NEW YORK (CBSNewYork) — An intense moment of musical magic was interrupted by an iPhone, and CBS 2’s Tony Aiello spoke with the conductor who made the shocking decision to stop the show.
It was the iPhone interruption the maestro will always remember.
“This ring tone was going on and on and on and it was actually the loudest thing in the hall,” said conductor Alan Gilbert. “There was so much tension and there was such a stunned feeling I think for everybody in the room but certainly for the musicians.”
Tuesday night at Lincoln Center, as Gilbert led the New York Philharmonic in the mournful final movement of Mahler’s Ninth Symphony, an iPhone started ringing in the front row.
The “Marimba” ringtone just kept ringing.
“Audience members started shaking their heads, sort of clucking, craning their necks to see who it is, but it keeps going and going and going,” recounted Jennifer Maloney of the Wall Street Journal, who was seated nearby.
It got to the point where Gilbert couldn’t ignore it.
“Something had to be done, so we had to stop the music,” he said. “You lose your bearings, and have to orient yourself and that’s how it felt to me. It’s like ‘okay, what do we do? We have to finish this piece somehow,'” he said.

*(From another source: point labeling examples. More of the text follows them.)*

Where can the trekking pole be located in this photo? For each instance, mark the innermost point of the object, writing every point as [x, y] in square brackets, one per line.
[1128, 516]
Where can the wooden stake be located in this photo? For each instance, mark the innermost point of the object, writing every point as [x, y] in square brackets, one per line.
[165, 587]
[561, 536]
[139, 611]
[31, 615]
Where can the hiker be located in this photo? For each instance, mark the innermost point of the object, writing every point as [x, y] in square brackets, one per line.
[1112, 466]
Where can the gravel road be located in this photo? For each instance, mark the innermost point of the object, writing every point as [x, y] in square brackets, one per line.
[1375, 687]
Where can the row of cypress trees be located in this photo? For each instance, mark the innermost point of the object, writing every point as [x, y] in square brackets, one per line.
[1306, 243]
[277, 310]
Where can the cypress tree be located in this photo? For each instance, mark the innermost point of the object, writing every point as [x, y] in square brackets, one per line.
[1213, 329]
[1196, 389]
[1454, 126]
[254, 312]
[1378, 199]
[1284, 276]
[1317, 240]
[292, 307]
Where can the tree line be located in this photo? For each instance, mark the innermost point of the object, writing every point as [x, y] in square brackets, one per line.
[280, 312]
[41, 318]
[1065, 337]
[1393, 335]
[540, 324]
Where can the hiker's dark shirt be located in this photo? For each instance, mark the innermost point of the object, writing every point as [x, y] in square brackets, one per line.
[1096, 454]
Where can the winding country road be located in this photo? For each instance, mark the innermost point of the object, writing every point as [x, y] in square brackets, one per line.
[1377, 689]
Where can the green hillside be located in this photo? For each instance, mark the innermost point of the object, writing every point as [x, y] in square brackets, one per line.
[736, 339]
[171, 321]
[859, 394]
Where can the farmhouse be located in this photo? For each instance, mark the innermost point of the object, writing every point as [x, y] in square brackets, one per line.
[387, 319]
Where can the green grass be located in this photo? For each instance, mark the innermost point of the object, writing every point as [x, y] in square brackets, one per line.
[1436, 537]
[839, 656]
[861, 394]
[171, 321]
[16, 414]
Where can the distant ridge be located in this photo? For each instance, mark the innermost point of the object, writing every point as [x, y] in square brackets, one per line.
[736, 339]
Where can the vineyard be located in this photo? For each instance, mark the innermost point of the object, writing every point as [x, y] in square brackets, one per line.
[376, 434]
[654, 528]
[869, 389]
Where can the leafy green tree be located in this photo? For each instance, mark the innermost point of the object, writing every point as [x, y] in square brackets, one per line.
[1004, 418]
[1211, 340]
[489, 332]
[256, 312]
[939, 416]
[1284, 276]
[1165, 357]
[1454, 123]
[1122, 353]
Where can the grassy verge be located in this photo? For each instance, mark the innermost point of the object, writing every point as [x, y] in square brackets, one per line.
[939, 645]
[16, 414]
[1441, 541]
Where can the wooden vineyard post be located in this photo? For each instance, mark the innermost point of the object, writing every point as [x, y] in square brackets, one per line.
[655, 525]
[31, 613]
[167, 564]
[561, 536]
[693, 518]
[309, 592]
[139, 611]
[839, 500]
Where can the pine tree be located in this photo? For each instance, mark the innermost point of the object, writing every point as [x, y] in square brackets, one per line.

“Meanwhile the audience is going nuts. They were shouting, they were jeering, they were saying ‘throw him out!’ They were really angry,” Maloney said.
Finally the audience member switched off the phone and Gilbert got back to the music.
“Usually we grin and bear it and say ‘okay, that’s the price of living in the cell phone age,’ but there was just no way we could go on,” he said.
Gilbert can only hope this musical interlude never makes an encore.